In the present invention, the leaching solvent and the extraction solvent used for the leaching solution, the extraction solution and the like are all purified water unless otherwise indicated, but the purified water is used regardless of the type of the extraction solvent. The same effect as that obtained was obtained.

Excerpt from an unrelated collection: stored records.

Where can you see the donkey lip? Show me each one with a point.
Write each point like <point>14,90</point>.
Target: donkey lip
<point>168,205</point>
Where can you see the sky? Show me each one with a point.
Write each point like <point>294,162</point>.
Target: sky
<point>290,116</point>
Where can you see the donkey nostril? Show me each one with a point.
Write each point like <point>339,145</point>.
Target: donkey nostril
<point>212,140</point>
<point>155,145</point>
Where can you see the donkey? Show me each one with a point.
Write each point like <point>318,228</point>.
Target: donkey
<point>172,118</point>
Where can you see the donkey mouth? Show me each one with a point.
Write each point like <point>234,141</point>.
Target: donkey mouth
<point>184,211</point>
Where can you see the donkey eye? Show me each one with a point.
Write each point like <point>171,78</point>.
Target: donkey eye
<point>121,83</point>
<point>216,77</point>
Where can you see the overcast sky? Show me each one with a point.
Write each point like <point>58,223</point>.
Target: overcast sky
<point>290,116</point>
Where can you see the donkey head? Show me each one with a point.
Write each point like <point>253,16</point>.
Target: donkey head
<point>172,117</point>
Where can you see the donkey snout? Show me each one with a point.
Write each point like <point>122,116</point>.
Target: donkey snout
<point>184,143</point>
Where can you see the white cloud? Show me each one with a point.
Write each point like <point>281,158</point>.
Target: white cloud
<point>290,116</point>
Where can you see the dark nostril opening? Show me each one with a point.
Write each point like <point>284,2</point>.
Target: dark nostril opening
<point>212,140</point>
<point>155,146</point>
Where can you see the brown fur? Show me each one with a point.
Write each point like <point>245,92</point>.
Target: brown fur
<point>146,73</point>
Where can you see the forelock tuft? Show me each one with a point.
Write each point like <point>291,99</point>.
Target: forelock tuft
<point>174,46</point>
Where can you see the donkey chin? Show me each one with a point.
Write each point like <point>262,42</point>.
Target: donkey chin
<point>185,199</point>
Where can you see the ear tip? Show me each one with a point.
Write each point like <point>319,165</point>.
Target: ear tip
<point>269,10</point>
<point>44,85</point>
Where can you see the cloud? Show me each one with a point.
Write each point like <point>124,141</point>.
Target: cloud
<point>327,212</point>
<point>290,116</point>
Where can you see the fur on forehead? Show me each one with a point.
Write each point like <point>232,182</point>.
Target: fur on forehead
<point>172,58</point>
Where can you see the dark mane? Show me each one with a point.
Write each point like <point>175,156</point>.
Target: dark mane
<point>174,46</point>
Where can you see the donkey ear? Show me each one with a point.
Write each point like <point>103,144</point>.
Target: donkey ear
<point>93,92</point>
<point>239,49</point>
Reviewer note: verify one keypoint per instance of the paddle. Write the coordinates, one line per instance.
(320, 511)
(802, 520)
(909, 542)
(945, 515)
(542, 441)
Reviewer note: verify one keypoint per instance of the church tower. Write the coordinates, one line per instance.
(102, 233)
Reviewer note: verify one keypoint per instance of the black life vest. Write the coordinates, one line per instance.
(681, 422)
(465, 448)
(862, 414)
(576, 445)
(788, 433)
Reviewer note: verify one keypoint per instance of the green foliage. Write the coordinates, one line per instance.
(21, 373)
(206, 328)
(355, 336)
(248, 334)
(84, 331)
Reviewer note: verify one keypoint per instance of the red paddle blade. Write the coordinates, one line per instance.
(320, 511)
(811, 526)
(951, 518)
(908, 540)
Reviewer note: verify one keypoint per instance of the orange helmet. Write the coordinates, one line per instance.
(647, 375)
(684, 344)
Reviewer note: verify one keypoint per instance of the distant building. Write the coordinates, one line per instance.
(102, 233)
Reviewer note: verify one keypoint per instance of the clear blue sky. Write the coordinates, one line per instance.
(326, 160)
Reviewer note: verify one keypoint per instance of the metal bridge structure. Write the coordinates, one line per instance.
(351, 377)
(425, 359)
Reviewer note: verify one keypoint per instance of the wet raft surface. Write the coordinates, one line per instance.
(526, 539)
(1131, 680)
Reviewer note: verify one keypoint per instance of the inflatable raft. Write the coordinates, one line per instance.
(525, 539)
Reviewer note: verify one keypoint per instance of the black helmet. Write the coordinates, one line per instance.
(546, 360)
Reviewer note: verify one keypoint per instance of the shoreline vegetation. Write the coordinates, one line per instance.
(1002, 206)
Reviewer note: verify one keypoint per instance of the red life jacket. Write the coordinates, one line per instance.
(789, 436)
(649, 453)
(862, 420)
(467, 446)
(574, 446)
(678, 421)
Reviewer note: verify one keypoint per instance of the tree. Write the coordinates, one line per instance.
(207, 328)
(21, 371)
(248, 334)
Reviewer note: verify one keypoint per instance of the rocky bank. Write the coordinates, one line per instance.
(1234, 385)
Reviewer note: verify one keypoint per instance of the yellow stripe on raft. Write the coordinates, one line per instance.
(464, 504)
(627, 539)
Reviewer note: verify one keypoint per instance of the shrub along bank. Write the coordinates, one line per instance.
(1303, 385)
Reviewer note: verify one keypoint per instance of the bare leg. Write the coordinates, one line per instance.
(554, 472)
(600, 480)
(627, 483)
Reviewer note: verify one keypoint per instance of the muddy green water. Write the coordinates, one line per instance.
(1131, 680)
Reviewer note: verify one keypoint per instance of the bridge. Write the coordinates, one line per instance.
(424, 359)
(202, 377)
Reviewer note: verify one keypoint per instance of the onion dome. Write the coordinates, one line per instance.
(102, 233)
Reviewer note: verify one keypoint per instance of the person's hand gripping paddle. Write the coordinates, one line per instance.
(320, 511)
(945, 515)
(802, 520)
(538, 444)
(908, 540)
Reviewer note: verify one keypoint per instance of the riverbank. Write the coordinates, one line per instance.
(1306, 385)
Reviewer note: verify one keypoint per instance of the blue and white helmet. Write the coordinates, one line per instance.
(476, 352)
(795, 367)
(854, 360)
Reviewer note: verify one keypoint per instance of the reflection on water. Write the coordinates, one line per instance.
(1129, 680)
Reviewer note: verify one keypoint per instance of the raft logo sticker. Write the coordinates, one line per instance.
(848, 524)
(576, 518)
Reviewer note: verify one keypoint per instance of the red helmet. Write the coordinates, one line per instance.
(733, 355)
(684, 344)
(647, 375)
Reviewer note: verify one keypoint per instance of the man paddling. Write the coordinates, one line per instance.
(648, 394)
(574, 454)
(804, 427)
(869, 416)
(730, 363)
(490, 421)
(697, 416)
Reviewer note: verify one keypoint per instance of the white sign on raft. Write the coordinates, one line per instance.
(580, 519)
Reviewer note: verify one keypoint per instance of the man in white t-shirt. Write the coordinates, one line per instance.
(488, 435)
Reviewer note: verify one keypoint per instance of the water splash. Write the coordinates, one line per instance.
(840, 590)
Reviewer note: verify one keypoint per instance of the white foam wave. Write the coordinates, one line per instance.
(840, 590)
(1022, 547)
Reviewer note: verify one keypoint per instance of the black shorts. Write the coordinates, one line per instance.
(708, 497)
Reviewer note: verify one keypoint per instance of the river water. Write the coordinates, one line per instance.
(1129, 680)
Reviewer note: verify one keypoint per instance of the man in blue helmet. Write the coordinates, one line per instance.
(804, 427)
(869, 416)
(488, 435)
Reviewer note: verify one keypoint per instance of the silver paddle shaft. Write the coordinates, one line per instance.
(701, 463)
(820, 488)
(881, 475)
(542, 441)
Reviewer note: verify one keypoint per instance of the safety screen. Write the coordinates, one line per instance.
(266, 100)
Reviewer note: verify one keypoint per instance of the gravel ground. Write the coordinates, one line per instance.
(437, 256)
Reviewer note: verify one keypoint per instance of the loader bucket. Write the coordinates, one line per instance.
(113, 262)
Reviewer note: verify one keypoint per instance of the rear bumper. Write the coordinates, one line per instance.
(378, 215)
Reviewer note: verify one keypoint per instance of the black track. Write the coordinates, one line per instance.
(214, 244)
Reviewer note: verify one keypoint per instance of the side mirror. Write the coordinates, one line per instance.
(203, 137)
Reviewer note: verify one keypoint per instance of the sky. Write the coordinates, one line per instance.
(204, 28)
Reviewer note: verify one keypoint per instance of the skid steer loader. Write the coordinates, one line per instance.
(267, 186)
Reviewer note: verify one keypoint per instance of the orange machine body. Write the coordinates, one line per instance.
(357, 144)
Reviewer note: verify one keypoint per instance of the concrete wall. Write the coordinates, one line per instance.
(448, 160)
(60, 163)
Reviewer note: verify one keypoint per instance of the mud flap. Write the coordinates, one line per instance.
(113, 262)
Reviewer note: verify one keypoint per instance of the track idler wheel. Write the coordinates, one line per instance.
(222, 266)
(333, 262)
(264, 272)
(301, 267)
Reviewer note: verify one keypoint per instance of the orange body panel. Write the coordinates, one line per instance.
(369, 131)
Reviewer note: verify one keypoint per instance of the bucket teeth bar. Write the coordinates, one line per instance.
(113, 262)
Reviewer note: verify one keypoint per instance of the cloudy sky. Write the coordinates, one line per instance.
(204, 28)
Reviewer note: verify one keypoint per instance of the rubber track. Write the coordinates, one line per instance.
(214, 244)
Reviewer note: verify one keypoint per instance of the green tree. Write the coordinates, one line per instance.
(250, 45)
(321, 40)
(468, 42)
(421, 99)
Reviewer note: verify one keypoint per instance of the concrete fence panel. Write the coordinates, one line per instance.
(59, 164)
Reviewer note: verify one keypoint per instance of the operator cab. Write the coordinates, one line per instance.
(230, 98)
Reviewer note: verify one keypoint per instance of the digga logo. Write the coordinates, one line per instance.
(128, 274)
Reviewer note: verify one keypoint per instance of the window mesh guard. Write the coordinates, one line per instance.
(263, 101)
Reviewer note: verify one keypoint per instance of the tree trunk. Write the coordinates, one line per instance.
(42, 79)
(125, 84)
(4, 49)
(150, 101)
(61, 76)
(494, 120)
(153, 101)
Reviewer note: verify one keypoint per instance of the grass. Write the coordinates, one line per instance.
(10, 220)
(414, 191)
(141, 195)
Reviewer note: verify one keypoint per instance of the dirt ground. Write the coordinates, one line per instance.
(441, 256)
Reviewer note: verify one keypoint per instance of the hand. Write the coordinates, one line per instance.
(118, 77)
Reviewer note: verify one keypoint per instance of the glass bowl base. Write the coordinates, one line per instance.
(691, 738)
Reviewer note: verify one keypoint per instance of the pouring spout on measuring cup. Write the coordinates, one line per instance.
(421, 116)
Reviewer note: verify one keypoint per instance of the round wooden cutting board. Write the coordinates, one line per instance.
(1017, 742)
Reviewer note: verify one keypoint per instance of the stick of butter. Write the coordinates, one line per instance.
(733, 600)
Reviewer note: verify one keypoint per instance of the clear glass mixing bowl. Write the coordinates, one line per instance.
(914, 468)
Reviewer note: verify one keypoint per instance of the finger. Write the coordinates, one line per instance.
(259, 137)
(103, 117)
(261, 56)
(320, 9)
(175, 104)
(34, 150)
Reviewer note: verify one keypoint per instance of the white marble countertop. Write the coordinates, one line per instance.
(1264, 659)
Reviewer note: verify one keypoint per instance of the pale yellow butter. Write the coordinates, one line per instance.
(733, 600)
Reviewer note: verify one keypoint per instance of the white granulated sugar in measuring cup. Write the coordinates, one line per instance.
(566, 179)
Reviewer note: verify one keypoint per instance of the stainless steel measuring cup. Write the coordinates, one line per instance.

As described in detail above, according to the present invention, a fermented product obtained by fermenting the flower part of gold and silver flowers with lactic acid bacteria on the skin where the elasticity of the skin is reduced and wrinkles and sagging are noticeable, or on the skin where the spots and dullness are increased. By applying a topical skin preparation formulated as an active ingredient, aging of fibroblasts is suppressed, and the elasticity of the skin is restored, wrinkles and sagging are reduced, and skin with no spots or dullness is restored. Became possible.

Claims (6)

A cell differentiation promoting agent comprising a fermented product obtained by fermenting gold and silver flowers with lactic acid bacteria as an active ingredient. A barrier function improving agent comprising a fermented product obtained by fermenting gold and silver flowers with lactic acid bacteria as an active ingredient. A SA-β-Gal activity inhibitor characterized by containing a fermented product obtained by fermenting gold and silver flowers with lactic acid bacteria as an active ingredient. A melanin production inhibitor comprising a fermented product obtained by fermenting gold and silver flowers with lactic acid bacteria as an active ingredient. The agent according to any one of claims 1 to 4, wherein lactic acid bacteria are obtained by fermentation with Lactobacillus plantarum. A cosmetic comprising a fermented product obtained by fermenting gold and silver flowers with lactic acid bacteria as an active ingredient.